A 1993 article in the New York Times titled “Growing Up Under Koresh: Cult Children Tell of Abuses” goes right to the heart of the argument for Koresh as a man lacking in conscience or morality in one paragraph. His treatment of children under his care said everything:

“David Koresh told them to call their parents ‘dogs’; only he was to be referred to as their father. Girls as young as 11 were given a plastic Star of David, signifying that they had “the light” and were ready to have sex with the cult leader. A team of therapists said these were some of the things that 19 of the 21 surviving children of the Branch Davidian cult had told them about their lives inside the compound.” (Emphasis added.)

This is a fact about Koresh that recurs in multiple accounts of life in the Branch Davidian compound. It came from statements given by children ages 4 to 11 while in the care of the Texas Children’s Hospital—children released by Koresh in the early days of the standoff.

It’s impossible to read of David Koresh giving 11-year-old girls “permission” to sleep with him and feel any sympathy for the man. It’s an added cruelty to his victims to discount such acts by whitewashing him as an antihero on an “incredible” journey.

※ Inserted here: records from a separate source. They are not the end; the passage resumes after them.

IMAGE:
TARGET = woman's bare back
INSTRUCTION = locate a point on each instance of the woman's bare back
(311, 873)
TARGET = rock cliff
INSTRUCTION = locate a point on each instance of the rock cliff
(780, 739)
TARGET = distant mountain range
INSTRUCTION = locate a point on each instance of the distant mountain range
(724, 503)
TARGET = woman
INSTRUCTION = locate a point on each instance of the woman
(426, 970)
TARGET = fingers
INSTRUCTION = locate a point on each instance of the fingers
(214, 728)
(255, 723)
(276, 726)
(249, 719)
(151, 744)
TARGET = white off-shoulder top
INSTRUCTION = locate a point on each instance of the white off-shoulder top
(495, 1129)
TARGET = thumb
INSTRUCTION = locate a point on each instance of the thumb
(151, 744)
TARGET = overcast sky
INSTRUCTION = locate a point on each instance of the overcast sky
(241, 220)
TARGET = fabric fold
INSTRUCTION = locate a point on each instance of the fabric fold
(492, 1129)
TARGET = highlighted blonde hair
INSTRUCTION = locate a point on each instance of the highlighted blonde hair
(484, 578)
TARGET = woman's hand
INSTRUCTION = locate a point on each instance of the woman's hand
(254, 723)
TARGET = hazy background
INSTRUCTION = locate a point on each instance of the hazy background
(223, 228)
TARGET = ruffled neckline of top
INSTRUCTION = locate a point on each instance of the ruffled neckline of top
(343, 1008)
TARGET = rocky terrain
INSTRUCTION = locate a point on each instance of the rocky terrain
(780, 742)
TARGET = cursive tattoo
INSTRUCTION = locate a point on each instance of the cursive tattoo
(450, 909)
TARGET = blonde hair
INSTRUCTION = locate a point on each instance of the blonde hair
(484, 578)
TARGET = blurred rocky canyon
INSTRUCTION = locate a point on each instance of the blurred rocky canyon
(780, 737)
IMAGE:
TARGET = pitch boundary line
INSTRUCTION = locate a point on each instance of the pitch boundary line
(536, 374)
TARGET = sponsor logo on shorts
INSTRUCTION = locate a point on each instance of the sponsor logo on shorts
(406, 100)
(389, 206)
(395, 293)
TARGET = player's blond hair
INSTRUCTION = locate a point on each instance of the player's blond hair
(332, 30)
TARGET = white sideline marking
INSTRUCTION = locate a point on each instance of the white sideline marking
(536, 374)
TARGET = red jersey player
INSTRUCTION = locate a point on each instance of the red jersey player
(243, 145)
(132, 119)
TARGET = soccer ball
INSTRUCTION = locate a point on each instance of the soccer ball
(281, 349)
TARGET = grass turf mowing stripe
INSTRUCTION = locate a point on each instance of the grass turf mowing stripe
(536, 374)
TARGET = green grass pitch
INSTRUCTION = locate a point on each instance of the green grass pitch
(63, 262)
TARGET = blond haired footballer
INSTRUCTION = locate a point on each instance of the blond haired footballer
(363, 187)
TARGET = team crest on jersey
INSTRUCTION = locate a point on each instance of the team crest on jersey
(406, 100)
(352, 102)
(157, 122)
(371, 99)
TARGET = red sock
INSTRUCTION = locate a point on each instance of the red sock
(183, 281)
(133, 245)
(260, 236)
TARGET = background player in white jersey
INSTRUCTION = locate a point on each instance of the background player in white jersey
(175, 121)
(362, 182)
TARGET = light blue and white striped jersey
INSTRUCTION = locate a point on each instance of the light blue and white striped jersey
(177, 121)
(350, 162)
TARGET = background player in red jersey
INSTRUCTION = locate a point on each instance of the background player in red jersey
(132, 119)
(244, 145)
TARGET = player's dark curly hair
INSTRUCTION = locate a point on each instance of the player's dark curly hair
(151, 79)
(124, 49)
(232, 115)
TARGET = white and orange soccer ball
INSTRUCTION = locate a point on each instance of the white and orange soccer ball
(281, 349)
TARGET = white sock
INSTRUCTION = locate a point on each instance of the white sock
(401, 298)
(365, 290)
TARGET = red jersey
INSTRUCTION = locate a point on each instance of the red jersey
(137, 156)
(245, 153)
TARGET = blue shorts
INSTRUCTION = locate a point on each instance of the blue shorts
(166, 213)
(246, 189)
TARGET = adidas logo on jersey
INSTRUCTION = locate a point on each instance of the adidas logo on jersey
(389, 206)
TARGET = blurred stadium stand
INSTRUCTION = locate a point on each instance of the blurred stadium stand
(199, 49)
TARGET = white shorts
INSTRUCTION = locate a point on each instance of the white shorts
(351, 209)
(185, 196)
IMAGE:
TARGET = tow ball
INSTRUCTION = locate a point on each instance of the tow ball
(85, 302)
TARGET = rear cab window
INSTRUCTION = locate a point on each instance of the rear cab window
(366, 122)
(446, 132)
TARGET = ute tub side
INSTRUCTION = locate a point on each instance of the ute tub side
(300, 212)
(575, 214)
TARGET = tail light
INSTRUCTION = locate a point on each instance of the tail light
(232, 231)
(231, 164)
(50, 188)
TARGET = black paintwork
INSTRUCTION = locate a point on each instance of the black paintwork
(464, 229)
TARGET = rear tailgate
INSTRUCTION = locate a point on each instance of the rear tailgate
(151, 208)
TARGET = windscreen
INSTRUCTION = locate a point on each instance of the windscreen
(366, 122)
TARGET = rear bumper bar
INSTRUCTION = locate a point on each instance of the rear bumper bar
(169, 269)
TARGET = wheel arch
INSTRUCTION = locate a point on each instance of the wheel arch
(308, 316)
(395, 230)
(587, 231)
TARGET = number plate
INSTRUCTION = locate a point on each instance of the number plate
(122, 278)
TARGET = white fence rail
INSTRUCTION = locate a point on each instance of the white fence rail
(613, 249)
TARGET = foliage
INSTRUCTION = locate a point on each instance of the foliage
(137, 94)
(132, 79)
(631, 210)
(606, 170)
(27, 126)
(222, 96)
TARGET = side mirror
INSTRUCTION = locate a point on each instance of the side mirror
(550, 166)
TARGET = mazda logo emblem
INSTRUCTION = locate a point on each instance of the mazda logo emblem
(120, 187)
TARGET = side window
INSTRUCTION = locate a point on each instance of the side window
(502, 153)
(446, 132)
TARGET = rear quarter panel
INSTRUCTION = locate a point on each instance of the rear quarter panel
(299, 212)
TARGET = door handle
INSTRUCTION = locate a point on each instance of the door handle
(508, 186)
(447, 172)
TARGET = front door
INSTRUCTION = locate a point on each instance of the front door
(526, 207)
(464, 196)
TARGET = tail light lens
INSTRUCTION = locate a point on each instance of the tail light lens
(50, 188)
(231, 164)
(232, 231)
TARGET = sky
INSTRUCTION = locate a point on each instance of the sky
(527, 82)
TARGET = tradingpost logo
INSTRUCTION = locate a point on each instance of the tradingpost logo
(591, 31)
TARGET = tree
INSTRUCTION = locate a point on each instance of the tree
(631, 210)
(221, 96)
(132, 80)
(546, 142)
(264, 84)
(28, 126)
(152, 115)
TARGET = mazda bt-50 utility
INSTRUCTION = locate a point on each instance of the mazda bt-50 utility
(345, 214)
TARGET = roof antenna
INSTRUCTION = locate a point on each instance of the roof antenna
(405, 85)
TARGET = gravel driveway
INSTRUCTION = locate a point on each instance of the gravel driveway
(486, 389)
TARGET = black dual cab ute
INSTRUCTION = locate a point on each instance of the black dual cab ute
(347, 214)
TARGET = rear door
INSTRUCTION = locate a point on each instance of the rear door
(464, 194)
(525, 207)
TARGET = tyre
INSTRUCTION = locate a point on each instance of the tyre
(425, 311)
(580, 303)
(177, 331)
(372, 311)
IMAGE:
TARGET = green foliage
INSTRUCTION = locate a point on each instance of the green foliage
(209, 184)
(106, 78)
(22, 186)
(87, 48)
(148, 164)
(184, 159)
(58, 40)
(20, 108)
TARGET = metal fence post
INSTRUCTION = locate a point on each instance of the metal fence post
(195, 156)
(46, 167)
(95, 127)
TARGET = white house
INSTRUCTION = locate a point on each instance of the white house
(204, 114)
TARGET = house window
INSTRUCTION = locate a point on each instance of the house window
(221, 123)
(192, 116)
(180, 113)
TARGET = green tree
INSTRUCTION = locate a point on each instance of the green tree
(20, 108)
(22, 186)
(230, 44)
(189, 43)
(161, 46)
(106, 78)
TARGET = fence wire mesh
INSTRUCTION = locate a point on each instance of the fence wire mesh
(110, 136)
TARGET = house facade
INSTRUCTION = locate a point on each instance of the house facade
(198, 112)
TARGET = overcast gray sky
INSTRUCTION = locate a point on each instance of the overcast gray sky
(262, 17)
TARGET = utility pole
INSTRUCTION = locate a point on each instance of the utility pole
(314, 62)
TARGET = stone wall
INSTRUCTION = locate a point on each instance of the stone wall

Branch Davidians, some of them from other countries, came to put their trust in Koresh as a messiah. Everyone who remained in the isolated Waco compound believed he was their guiding light. They deserve sympathy and empathy.

Just like the 900 or more members of the People’s Temple in Jonestown, Guyana were victims worthy of compassion. They truly thought their megalomaniacal messiah Jim Jones would lead them to salvation.

What was the difference between Koresh and Jones? It was just a matter of scale. Even the ultimate triggers for both men to commit mass murder-suicide were similar. For Jones, it was an inspection by California congressman Leo Ryan with a national news team in tow. Jones knew more scrutiny would come, and he might lose members of his flock.

For Koresh, the armored vehicles and agents in military gear both fulfilled a delusion of Armageddon and presented an ultimate threat to his control.

His end was the same as Jones’.

The government made every mistake possible in the Waco standoff. The ATF and FBI held an iron hand balled into a fist and then triggered their own worst-case scenario.

But when you’re watching handsome Taylor Kitsch embody David Koresh as some laughing pocket messiah on Waco, remember that the real man molested children who depended on him. He took everything he could from those with him, wielding their need for faith and belonging like a gun to keep them under control. He was in every way the opposite of a hero.